Les étoiles de Sidi Moumen : pourquoi on devient bombe humaine
Par José Garçon, rue89, 23/01/2010
De quelle manière parler d'un livre dont le thème -comment peut-on en arriver à se transformer en bombe humaine- vous inspire une appréhension après avoir été rabâché par la littérature et les médias ?
Comment, de plus, en parler quand la litanie de tant de vies brisées par trop d'attentats aveugles à Bagdad, Kaboul, Casablanca ou Peshawar, vous rebute au point que, refusant une complaisance coupable, on ne veut soudain plus expliquer ni même « comprendre » ce qu'on sait hélas tellement bien : trop de dénuement, de frustrations, d'injustice et de mépris -on appelle ça la hogra du côté d'Alger- finit par générer une violence si absolue que sacrifier sa vie peut sembler moins difficile que la survie dans la boue nauséabonde d'un bidonville.
Le talent de l'écrivain maricain Mahi Binebine, c'est d'anéantir ces préventions dès les premières pages de son dernier roman, « Les Etoiles de Sidi Moumen ». Sidi Moumen, c'est ce bidonville aux portes de Casablanca, la capitale économique du Maroc. Avec une décharge de 100 hectares pour horizon, c'est ce lieu dont l'odeur de pourriture vous poursuit quand une seule fois vous y avez pénétré.
Le royaume en a si honte qu'il a cru pouvoir l'oublier en l'isolant derrière un immense mur en pisé :
« Dans ce mur, on avait creusé des fentes semblables à des meurtrières d'où l'on pouvait contempler à loisir l'autre monde. »

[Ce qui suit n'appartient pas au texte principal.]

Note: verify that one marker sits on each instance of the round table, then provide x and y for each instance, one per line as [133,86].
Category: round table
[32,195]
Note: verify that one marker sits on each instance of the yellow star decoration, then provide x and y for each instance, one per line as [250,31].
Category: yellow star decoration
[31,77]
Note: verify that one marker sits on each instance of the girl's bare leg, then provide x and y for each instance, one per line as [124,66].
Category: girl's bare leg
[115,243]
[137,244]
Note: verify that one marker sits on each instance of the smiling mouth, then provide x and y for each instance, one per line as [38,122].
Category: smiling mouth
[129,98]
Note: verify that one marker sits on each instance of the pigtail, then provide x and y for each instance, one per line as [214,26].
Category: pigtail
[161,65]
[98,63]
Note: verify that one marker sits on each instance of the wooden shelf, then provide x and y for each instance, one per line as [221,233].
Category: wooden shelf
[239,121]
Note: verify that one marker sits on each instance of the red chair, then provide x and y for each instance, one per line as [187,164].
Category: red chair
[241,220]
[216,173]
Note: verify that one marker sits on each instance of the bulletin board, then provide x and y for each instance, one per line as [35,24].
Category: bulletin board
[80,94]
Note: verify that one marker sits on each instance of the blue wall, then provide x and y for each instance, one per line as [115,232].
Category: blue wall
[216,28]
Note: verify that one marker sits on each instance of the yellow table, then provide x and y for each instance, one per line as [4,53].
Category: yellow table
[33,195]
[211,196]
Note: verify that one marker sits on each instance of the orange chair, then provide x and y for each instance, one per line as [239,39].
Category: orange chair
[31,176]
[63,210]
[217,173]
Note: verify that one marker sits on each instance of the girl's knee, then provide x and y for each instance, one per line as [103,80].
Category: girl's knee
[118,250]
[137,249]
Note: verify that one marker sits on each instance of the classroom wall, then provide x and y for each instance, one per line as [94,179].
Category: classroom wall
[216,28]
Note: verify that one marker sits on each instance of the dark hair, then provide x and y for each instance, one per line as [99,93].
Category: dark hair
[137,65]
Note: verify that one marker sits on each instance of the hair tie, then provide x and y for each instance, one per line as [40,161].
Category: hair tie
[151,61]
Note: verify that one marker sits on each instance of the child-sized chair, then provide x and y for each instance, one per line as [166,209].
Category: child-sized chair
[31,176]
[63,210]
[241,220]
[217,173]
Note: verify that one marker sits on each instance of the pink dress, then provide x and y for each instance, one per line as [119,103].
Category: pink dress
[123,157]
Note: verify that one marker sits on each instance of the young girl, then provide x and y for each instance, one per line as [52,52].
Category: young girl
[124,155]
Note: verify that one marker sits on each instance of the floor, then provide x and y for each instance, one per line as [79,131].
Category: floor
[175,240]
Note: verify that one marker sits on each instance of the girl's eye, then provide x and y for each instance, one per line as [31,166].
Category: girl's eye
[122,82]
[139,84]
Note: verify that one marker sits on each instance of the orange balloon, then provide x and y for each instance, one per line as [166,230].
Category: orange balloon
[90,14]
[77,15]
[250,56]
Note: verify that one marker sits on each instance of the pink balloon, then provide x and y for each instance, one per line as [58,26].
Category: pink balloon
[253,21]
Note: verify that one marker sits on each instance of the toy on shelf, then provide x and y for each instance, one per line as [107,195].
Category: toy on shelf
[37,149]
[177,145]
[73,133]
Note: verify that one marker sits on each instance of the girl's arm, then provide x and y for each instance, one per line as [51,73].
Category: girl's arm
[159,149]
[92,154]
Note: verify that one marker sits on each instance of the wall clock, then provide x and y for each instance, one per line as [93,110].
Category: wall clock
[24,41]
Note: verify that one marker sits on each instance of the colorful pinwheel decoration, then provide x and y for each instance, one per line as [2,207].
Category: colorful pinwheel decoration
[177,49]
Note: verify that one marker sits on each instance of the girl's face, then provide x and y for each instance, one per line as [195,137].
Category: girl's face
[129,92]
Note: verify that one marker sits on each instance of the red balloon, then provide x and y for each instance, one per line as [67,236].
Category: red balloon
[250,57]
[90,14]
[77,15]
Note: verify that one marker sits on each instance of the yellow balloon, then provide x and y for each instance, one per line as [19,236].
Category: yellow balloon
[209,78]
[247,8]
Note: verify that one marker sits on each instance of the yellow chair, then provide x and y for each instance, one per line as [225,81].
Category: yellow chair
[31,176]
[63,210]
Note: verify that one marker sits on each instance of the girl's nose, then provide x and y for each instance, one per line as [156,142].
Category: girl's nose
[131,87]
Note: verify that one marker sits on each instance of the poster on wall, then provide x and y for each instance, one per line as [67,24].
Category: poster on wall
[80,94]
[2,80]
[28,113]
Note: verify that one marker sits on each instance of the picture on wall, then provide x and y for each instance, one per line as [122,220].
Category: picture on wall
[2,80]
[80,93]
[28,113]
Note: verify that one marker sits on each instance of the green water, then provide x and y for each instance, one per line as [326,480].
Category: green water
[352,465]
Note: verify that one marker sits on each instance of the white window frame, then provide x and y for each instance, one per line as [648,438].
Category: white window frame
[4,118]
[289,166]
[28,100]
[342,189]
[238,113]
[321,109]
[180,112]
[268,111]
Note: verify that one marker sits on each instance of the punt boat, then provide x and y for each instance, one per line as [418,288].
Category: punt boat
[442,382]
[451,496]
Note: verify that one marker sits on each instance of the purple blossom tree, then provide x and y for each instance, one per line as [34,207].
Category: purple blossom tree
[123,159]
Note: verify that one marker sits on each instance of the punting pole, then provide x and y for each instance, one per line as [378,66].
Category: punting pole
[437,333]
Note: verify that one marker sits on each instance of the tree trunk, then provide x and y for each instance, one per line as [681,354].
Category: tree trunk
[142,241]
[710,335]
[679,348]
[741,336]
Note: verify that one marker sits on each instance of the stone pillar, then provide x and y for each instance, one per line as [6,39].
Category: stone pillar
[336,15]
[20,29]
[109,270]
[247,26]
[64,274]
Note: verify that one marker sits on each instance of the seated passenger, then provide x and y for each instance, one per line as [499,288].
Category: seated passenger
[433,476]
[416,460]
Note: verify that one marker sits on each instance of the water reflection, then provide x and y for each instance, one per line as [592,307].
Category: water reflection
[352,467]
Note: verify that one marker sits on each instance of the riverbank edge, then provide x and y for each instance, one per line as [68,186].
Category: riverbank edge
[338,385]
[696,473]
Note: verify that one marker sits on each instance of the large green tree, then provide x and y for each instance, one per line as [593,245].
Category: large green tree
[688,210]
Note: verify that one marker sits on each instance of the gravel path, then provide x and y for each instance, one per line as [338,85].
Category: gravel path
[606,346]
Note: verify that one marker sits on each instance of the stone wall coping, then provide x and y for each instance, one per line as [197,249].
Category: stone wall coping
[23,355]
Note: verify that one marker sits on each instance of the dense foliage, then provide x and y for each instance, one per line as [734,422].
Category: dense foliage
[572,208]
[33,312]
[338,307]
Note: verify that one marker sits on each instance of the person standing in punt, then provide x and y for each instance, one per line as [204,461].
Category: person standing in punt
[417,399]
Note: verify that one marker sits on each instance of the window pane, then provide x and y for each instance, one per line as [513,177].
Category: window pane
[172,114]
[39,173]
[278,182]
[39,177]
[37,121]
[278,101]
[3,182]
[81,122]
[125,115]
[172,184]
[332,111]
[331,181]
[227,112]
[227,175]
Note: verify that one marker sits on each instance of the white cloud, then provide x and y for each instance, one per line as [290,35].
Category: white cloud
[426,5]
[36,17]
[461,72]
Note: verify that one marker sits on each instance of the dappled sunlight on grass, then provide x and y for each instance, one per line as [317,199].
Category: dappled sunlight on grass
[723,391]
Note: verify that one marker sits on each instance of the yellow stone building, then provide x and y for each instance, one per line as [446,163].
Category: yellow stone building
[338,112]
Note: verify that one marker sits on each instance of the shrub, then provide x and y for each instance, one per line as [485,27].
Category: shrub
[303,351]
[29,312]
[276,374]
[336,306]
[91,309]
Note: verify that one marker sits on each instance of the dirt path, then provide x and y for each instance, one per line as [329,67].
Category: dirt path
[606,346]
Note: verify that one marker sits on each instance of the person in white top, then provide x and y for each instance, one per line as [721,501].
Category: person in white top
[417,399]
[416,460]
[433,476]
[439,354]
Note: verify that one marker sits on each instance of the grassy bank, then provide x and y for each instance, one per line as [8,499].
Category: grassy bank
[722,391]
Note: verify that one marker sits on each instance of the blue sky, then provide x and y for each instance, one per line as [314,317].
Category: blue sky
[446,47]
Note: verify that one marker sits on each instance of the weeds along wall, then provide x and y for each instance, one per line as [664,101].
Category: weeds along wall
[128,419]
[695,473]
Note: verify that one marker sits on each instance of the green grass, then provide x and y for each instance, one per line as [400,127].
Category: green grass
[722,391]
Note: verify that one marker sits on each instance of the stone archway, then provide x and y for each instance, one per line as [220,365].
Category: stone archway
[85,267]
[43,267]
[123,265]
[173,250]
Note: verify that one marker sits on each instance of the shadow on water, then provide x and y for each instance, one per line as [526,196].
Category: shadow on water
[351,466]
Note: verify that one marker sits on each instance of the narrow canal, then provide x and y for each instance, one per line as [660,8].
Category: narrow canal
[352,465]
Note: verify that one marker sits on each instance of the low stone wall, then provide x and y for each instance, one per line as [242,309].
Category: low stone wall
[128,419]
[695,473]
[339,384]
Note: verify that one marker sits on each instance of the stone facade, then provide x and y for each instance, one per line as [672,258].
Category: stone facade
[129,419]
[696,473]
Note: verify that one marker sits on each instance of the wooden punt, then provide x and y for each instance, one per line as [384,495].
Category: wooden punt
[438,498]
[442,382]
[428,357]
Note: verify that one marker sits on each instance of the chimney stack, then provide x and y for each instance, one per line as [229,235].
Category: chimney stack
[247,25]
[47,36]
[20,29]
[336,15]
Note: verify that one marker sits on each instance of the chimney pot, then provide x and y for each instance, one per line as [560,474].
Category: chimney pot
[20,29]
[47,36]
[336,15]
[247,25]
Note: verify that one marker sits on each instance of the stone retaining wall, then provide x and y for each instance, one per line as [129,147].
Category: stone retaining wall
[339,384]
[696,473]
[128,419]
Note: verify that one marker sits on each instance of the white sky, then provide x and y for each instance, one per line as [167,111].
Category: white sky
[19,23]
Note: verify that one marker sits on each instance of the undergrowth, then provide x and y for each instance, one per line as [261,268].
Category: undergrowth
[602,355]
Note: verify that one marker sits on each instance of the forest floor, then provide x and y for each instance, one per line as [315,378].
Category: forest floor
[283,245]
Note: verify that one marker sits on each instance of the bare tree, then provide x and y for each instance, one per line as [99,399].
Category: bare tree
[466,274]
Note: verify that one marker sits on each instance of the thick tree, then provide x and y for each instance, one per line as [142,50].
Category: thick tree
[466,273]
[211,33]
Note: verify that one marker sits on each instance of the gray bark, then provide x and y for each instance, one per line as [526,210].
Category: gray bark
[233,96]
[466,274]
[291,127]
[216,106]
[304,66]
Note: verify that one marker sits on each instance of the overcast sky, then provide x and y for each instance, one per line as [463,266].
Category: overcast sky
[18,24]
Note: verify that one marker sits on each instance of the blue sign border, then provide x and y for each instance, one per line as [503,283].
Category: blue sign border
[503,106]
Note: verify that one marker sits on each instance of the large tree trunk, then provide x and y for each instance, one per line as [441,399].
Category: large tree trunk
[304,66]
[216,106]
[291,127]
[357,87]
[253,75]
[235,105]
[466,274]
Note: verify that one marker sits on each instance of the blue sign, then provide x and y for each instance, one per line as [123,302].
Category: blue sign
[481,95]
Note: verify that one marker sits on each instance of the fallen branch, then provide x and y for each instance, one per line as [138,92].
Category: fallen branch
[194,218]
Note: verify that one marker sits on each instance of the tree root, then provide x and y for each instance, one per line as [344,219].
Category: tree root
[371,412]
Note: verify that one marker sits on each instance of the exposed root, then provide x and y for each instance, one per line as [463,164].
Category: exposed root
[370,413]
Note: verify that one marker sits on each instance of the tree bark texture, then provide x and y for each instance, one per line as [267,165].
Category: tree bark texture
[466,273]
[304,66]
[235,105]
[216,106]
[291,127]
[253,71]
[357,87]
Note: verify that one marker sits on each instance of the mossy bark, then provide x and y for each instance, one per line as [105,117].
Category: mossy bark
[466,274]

Ainsi s'exprime Yachine, le héros du roman de Binebine, qui a poussé ici comme il a pu au milieu de dix frères et de parents éreintés par le travail.
Le tournant de mai 2003
L'indifférence face à la vie de ces parias reliés par les télévisions à « l'autre monde », à sa consommation indécente et à ses femmes belles et inaccessibles, aurait pu se poursuivre sans le coup de tonnerre d'un 16 mai 2003 à Casablanca. Plusieurs attentats sanglants ont brutalement rappelé à des Marocains sous le choc que leur paisible royaume n'était pas immunisé contre le terrorisme islamiste. Pire peut-être : les kamikazes venaient tous « de l'intérieur », tous de Sidi Moumen.
Le livre auquel Mahi Binebine a alors pensé va maturer cinq ans : le temps de tout lire sur ces évènements, d'aller à Sidi Moumen, d'y retourner, de comprendre comment, quand on n'a plus rien à perdre, on devient une proie évidente pour des marchands de rêves et de paradis dans l'au-delà, maîtres dans l'art de manier les sermons et de manipuler le Coran pour mieux préparer au martyr.
Le résultat ? Un récit magnifique qu'on ne lâche qu'une fois terminé. Il conte -par la voix d'un Yachine-bombe humaine- des vies où la mort, la défonce à l'alcool à brûler et la violence sont aussi présentes que la fraternité, les rires, les enfants qui jouent au foot, crevant la faim, désespérés et parfois heureux. Yachine raconte :
« Je n'ai pas honte de vous dire qu'il m'est arrivé d'être heureux dans ces décombres hideux, sur les ordures de ce cloaque maudit, oui, j'ai été heureux à Sidi Moumen, mon pays. »
Mais si ce texte tragique, drolatique, poétique et sans complaisance bouleverse, c'est avant tout grâce à une écriture lumineuse qui dégage du soleil et de l'ombre avec la violence, la dureté et les solidarités des pays du sud. De roman en roman, cette écriture est devenue la marque de Binebine, ce bon vivant qui, obstinément, ausculte sa société et interroge l'Humain avec une tendresse et une émotion aussi infinies que son humour et sa férocité sont grinçants.
Aux antipodes d'une littérature militante, son style précis, sans fioritures bannit tout pathos en effleurant à peine le pire et en courant à autre chose alors que le lecteur, lui, est encore sous le choc…
Une « patte » qui confirme que Mahi Binebine, qui est aussi un peintre parmi les plus doués et assurément le plus couru de sa génération, est un écrivain à lire de toute urgence.
Né en 1959 à Marrakech, Mahi Binebine s'installe à Paris en 1980 pour y poursuivre ses études de mathématiques qu'il enseigne pendant huit ans.
Puis se consacre à l'écriture et à la peinture. Plusieurs romans traduits en une dizaine de langues. Il émigre à New York de 1994 à 1999.
Ses peintures font partie de la collection permanente du musée Guggenheim de New York. Il revient à Marrakech en 2002.